In “Disloyal,” Cohen writes: “I know where the skeletons are buried because I was the one who buried them.” At trial, Cohen will likely be asked about a particular set of those skeletons, as the payments he delivered to Ms. Daniels are at the center of Mr. Bragg’s contention that Mr. Trump falsified business records in pursuit of a yet unnamed second alleged crime. 

One clue could reside in the inclusion of a book by the journalist Ronan Farrow, “Catch and Kill: Lies, Spies, and a Conspiracy to Protect Predators,” which details his investigation of accusations against the producer Harvey Weinstein. The title comes from the practice of press outlets buying damaging stories in order to kill rather than publish them. 

The allegation that Mr. Trump employed this tactic is indispensable to Mr. Bragg’s case. In announcing the indictment he alleged that Mr. Trump and others “employed a ‘catch and kill’ scheme to identify, purchase, and bury negative information about him and boost his electoral prospects.” That “information” related to his affair with Ms. Daniels.  

Mr. Bragg will aim to convince a Manhattan jury that, in the prosecutor’s words, Mr. Trump “orchestrated” a scheme “through a series of payments that he then concealed through months of false business entries,” captured in the 34 counts of the indictment. Those payments were made by Cohen, whom Mr. Trump later reimbursed while he was president.

The statement of facts accompanying the indictment mentions that “during and in furtherance of his candidacy for President, the Defendant and others agreed to identify and suppress negative stories about him.” One of those acts of suppression involved, according to the statement of facts, a “former Trump Tower doorman” who tried to “sell information regarding a child” that Mr. Trump allegedly fathered out of wedlock.  

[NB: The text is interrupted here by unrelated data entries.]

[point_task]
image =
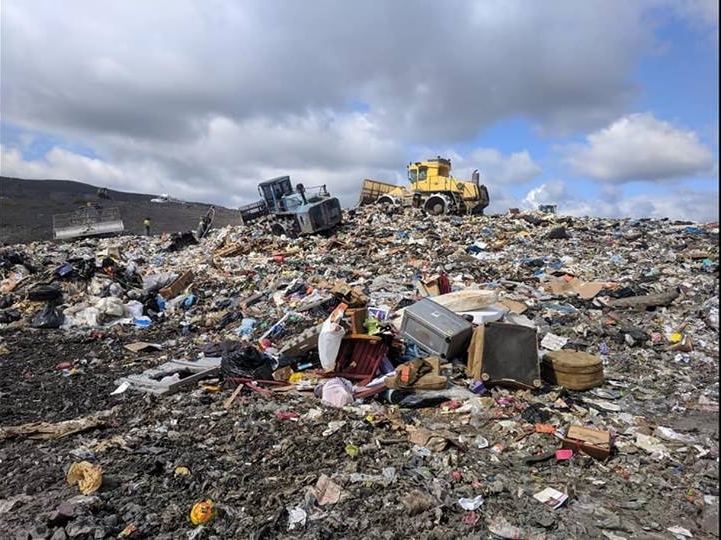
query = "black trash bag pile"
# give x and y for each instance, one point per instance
(49, 317)
(241, 361)
(45, 293)
(9, 315)
(181, 240)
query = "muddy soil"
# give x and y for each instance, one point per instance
(256, 466)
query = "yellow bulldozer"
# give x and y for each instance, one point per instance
(432, 188)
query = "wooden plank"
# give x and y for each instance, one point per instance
(228, 402)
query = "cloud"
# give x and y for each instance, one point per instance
(548, 193)
(640, 147)
(679, 202)
(226, 162)
(138, 70)
(497, 169)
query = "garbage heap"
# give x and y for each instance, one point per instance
(526, 376)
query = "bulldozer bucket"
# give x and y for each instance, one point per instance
(373, 189)
(87, 222)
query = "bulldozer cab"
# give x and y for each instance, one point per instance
(424, 170)
(274, 192)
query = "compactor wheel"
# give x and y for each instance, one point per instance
(436, 205)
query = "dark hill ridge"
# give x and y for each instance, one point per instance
(27, 208)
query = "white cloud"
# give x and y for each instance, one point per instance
(640, 147)
(677, 202)
(137, 68)
(498, 169)
(548, 193)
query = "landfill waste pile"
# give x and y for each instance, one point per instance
(526, 375)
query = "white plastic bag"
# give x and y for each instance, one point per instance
(331, 335)
(337, 392)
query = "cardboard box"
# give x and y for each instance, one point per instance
(594, 442)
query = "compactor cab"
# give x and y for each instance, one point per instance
(294, 210)
(431, 187)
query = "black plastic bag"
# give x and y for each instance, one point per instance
(247, 362)
(9, 315)
(45, 293)
(49, 317)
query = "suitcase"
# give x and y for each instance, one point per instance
(436, 329)
(510, 356)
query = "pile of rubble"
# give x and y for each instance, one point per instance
(520, 376)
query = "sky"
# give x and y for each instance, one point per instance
(605, 108)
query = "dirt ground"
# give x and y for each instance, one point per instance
(256, 466)
(260, 457)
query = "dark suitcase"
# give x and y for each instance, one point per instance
(436, 329)
(510, 356)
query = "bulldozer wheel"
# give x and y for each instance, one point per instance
(383, 199)
(436, 206)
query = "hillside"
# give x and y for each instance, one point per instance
(27, 207)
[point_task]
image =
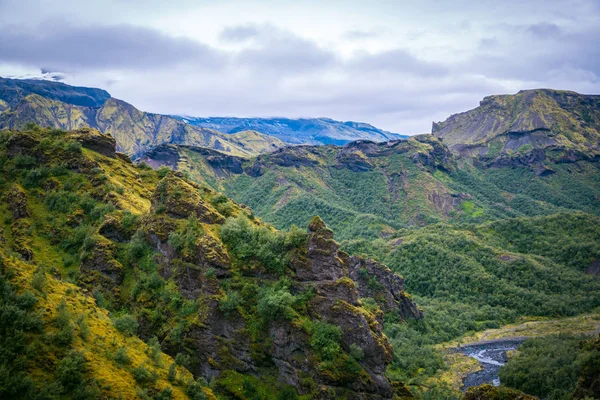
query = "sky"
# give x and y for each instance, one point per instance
(398, 65)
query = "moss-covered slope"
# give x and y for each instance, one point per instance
(56, 105)
(369, 190)
(137, 252)
(566, 122)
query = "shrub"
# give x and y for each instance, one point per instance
(35, 176)
(24, 162)
(357, 352)
(39, 281)
(126, 324)
(325, 339)
(74, 147)
(64, 335)
(163, 171)
(248, 243)
(84, 330)
(121, 357)
(230, 302)
(70, 370)
(165, 394)
(172, 375)
(182, 360)
(275, 303)
(154, 351)
(142, 375)
(194, 391)
(287, 393)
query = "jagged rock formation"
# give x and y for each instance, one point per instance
(316, 131)
(528, 127)
(54, 104)
(242, 301)
(321, 267)
(489, 392)
(399, 173)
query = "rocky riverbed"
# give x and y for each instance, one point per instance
(491, 356)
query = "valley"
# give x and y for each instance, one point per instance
(236, 266)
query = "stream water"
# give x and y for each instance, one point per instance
(491, 356)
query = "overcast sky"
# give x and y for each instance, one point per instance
(396, 64)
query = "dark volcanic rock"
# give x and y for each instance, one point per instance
(181, 200)
(96, 141)
(380, 283)
(17, 202)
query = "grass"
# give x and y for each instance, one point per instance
(460, 365)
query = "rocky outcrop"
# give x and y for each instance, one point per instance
(378, 282)
(97, 141)
(17, 202)
(99, 266)
(180, 200)
(588, 385)
(489, 392)
(336, 302)
(530, 119)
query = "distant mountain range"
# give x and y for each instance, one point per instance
(505, 125)
(57, 105)
(299, 131)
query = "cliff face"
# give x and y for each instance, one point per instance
(565, 123)
(231, 298)
(53, 104)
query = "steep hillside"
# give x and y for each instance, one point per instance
(259, 312)
(56, 105)
(12, 91)
(299, 131)
(367, 190)
(472, 241)
(533, 124)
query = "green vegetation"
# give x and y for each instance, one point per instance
(106, 253)
(550, 367)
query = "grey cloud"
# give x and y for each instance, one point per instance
(360, 35)
(398, 60)
(65, 47)
(544, 30)
(239, 33)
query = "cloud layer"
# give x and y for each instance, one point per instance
(399, 78)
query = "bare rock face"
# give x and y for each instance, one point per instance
(325, 262)
(377, 281)
(17, 202)
(100, 265)
(96, 141)
(181, 200)
(336, 302)
(21, 143)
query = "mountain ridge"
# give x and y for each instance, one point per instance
(539, 119)
(299, 130)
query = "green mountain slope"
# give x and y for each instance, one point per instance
(299, 131)
(479, 245)
(52, 104)
(562, 122)
(135, 252)
(368, 190)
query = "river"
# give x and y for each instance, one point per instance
(491, 356)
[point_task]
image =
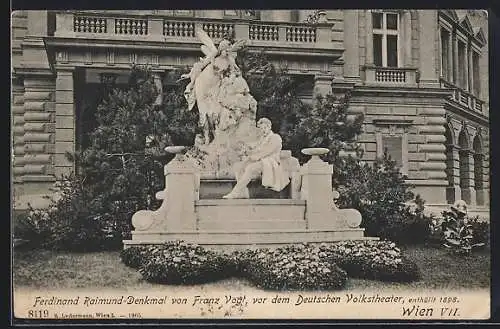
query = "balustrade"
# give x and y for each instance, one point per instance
(89, 24)
(131, 26)
(388, 75)
(463, 97)
(301, 34)
(263, 32)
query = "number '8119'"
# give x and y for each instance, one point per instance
(38, 313)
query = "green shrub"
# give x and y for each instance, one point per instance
(70, 222)
(379, 192)
(134, 256)
(461, 234)
(184, 263)
(292, 268)
(376, 260)
(480, 231)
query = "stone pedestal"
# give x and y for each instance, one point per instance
(321, 211)
(177, 212)
(308, 215)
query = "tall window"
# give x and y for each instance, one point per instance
(445, 53)
(393, 146)
(385, 39)
(475, 75)
(462, 69)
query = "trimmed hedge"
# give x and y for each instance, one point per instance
(294, 267)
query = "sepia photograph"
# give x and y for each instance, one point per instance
(250, 164)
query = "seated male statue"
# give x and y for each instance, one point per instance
(264, 162)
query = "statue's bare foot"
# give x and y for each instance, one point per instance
(237, 195)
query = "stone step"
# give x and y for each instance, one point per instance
(250, 210)
(216, 188)
(243, 238)
(253, 225)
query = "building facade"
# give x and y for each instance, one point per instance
(420, 77)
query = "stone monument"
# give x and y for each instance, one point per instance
(236, 187)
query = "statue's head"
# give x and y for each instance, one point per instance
(264, 124)
(224, 46)
(460, 207)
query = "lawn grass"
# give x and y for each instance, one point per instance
(49, 269)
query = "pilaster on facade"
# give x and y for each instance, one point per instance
(468, 192)
(65, 121)
(18, 131)
(39, 128)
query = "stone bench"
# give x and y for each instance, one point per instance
(213, 187)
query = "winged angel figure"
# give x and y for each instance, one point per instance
(206, 80)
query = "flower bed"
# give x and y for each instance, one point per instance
(294, 267)
(180, 263)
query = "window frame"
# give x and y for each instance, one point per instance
(384, 32)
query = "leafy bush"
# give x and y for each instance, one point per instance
(416, 225)
(183, 263)
(134, 256)
(69, 223)
(292, 268)
(379, 192)
(377, 260)
(458, 232)
(480, 231)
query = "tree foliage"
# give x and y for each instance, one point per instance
(122, 159)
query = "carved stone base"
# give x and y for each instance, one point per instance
(248, 238)
(217, 159)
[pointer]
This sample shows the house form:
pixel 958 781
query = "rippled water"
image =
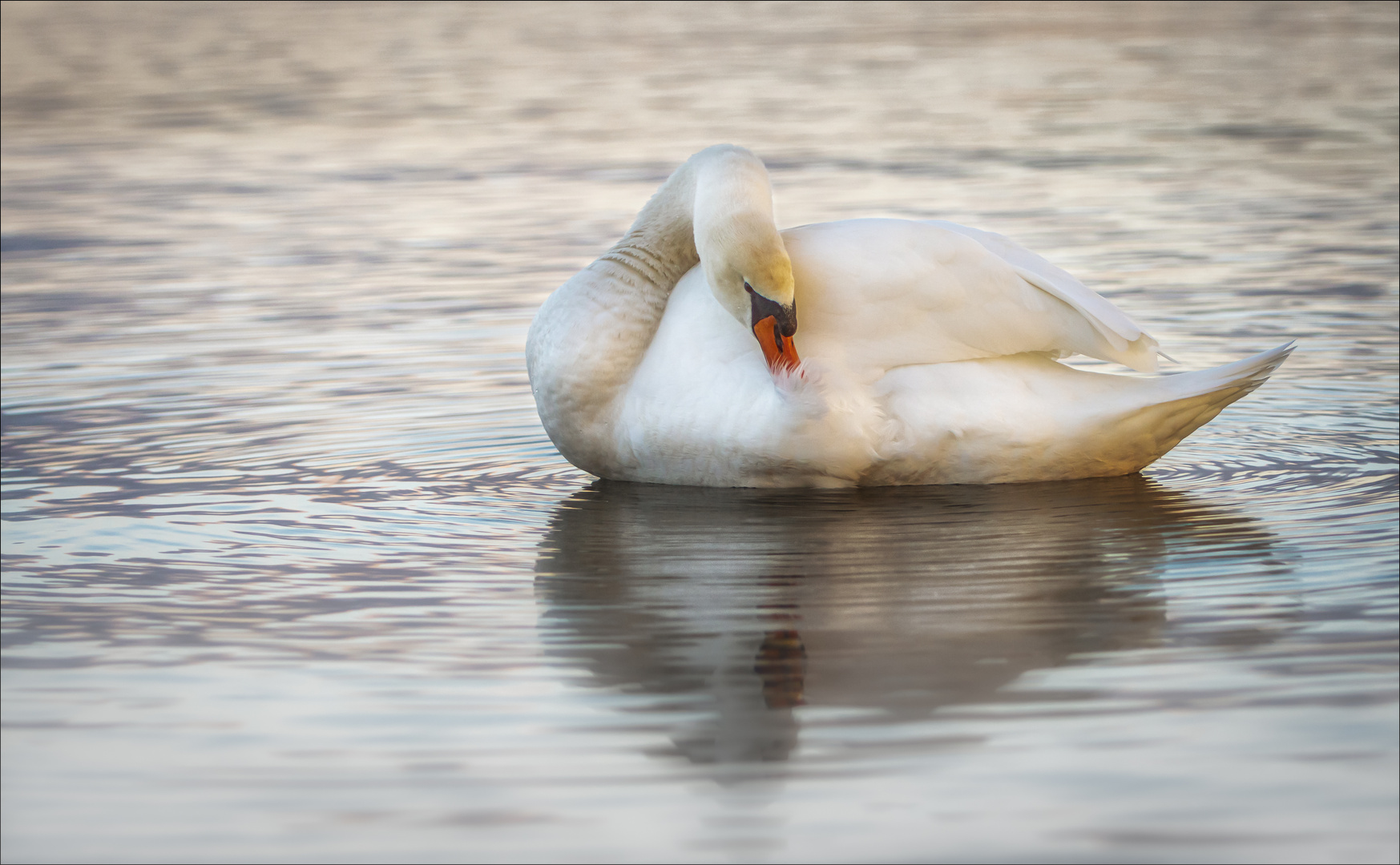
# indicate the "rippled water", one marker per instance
pixel 293 574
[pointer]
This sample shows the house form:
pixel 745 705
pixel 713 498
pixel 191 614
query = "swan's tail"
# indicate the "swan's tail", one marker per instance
pixel 1237 380
pixel 1184 402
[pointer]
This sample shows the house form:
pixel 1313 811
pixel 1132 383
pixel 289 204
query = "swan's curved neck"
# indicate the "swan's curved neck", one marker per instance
pixel 592 332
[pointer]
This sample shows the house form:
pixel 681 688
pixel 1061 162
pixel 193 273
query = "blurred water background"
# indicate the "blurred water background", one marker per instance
pixel 293 573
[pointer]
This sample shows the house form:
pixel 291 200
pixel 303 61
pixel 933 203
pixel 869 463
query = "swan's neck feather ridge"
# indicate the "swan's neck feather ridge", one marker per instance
pixel 594 331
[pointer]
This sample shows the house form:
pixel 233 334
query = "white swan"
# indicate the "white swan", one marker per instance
pixel 927 353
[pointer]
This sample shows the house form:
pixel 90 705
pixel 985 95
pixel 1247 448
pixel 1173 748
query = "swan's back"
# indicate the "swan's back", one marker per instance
pixel 879 294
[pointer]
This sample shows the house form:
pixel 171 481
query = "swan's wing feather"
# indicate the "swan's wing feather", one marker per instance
pixel 877 294
pixel 1107 320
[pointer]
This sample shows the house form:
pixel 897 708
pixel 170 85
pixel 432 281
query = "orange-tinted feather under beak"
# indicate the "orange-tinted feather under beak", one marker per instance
pixel 777 349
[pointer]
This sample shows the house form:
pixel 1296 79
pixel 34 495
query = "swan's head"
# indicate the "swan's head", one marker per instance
pixel 742 254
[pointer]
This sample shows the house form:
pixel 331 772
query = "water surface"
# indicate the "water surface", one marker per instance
pixel 293 573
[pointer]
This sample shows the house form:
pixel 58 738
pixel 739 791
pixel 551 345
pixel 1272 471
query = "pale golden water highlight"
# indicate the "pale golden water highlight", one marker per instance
pixel 293 573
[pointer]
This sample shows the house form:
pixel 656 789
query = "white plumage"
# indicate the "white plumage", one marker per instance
pixel 927 353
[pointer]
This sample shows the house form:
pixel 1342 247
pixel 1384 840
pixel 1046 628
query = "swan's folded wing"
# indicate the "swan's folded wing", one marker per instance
pixel 1134 346
pixel 878 294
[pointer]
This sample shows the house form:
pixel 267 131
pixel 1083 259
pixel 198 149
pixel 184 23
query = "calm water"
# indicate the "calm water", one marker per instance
pixel 293 573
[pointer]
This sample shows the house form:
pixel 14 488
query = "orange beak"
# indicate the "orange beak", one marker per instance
pixel 777 349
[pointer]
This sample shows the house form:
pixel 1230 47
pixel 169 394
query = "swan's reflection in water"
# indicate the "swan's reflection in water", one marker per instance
pixel 741 605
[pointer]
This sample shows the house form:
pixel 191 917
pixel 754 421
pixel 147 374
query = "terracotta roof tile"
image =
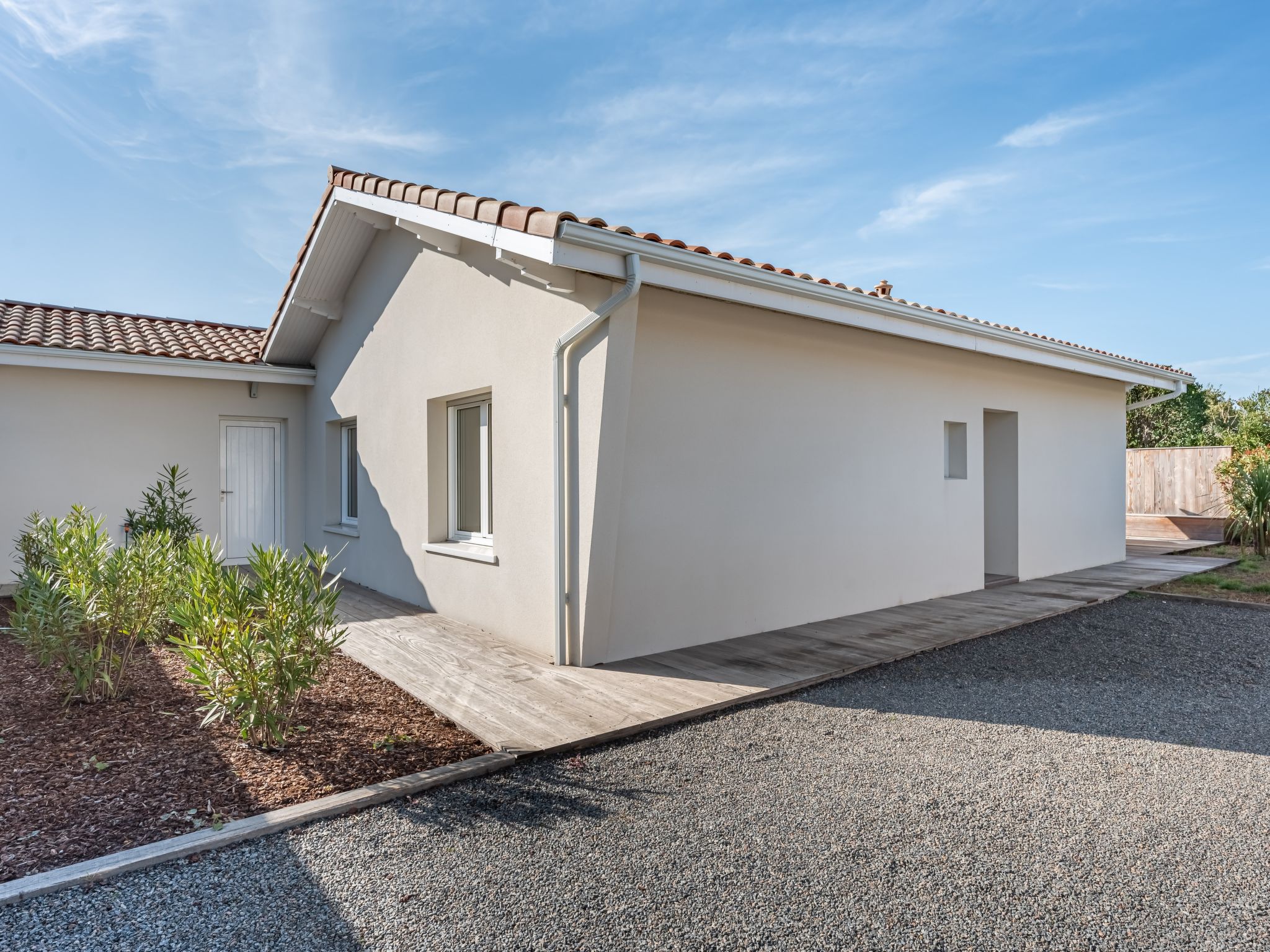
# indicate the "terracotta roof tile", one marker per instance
pixel 538 221
pixel 110 332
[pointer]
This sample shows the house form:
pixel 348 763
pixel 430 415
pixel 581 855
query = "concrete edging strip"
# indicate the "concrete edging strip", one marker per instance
pixel 253 827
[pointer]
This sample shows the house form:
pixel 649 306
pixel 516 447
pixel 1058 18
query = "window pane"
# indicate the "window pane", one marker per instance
pixel 351 474
pixel 489 462
pixel 469 469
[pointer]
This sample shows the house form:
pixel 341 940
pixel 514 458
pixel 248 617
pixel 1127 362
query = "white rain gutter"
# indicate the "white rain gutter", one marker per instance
pixel 1179 389
pixel 561 366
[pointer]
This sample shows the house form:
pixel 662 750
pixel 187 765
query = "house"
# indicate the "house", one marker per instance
pixel 592 442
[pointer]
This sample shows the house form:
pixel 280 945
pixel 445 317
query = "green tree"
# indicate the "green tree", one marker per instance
pixel 1251 427
pixel 1181 421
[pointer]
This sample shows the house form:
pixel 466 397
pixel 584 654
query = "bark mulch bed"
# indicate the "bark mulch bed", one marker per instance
pixel 166 775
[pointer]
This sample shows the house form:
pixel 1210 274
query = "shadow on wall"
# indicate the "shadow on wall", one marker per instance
pixel 1135 668
pixel 381 559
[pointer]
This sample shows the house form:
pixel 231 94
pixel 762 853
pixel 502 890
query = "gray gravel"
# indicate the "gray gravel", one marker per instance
pixel 1094 781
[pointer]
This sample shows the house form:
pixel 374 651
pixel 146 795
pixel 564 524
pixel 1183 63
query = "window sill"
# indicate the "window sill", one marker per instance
pixel 463 550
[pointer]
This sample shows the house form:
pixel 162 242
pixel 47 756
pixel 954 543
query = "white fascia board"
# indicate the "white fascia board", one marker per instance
pixel 295 284
pixel 68 359
pixel 587 248
pixel 600 252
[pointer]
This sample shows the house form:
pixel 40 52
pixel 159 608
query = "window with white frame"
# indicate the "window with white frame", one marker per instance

That appears to be a reference to Mr. Sajudin and his book “Trump’s Doorman,” published in 2019, which alleged that the alleged mother of this hypothesized child was an unnamed Trump Tower concierge. According to Mr. Bragg, American Media Inc. paid “the Doorman” $30,000 in 2015 to “acquire exclusive rights” to the wedlock story, “without fully investigating his claims.” 

AMI’s chief executive, David Pecker, allegedly thought that the risk to Mr. Trump’s nascent presidential campaign was too grave to take any chances that the story could strangle his bid before it had a chance to take flight. Mr. Bragg alleges that when Mr. Pecker ascertained that the story was not true, Cohen urged him to wait until after the election to release Mr. Sajudin from the exclusive agreement.

If true, that timing could suggest that records were falsified in the service of campaign laws, with an eye toward securing the White House for Mr. Trump, delivering Mr. Bragg the felony that his charged misdemeanors do not, on their own. The Associated Press reports that the woman in question “denied emphatically” that “she’d ever had an affair with Trump.” 

For his part, Mr. Sajudin wrote that he wondered what kept the concierge “in the tower’s good graces” before deducing that “Little Tiffany and Ivanka are not the only girls out there carrying the big guy’s DNA.” The AP reports that the concierge’s response to hearing Mr. Sajudin’s story was: “This is all fake.”